Anyone have any experience feeding webgateway logs into Splunk? Another team is bringing in Splunk for a POC and looking for other potential users. I'm hoping it might help me with daily troubleshooting activities that are currently done with a lot of rsh, grep, rcp commands. We currently have 8 devices, adding a couple 5500s in the next couple weeks.
For starters, does the Splunk plugin run on the MWG or will I have to push the logs to our log server more often than the current once per day?
Splunk is a syslog server, so you should just be able to configure MWG to send its logs to a syslog server (two steps).
Here is one example using our SIEM software (nitro): https://community.mcafee.com/message/244540#244540
Also, there is another for the CEF format: https://community.mcafee.com/docs/DOC-4703
I would not advise (nor would it be supported) to install a splunk agent on MWG.
I have done this with good results on my enterprise installation.

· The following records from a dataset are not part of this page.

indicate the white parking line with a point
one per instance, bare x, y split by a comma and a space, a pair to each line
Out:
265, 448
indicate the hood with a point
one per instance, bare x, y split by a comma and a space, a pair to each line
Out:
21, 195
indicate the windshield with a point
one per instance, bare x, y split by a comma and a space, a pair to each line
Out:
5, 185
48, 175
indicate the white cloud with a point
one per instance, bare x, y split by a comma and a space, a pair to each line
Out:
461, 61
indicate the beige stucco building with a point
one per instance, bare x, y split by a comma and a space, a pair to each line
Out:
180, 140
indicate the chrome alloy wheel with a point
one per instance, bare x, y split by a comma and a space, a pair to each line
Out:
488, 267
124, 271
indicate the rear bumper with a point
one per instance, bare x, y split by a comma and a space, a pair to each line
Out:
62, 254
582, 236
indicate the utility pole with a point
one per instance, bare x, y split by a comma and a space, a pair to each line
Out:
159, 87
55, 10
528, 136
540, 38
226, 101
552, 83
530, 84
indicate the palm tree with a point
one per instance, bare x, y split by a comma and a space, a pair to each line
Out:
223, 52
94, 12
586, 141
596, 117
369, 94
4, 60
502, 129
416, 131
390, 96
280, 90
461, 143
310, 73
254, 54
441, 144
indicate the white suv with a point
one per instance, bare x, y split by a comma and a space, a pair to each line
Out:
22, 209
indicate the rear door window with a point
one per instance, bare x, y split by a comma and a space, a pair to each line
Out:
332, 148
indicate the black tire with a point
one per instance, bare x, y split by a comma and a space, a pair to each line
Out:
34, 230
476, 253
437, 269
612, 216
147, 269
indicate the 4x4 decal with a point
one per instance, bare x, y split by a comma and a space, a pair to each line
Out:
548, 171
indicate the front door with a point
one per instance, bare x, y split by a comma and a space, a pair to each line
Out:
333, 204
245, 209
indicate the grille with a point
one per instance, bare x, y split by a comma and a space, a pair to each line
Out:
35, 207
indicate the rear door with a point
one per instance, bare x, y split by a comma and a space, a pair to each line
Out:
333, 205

Similar to what Jon said you can point your MWG using the web interface to point syslog data to your Splunk server.
There's no need to mess around with the universal forwarder in this case.
Make sure you can ping between the machines and there are no firewall controls blocking UDP514. On the Splunk side make sure you've enabled receiving on UDP 514 to the syslog sourcetype.
The setting is is Configuration / File Editor under rsyslog.conf
Try modifying the line in this file:
You can also send MWG incidents, such as CPU overload, license problem, domain membership problems using this manner. Look into Incident Mappings for info and rules.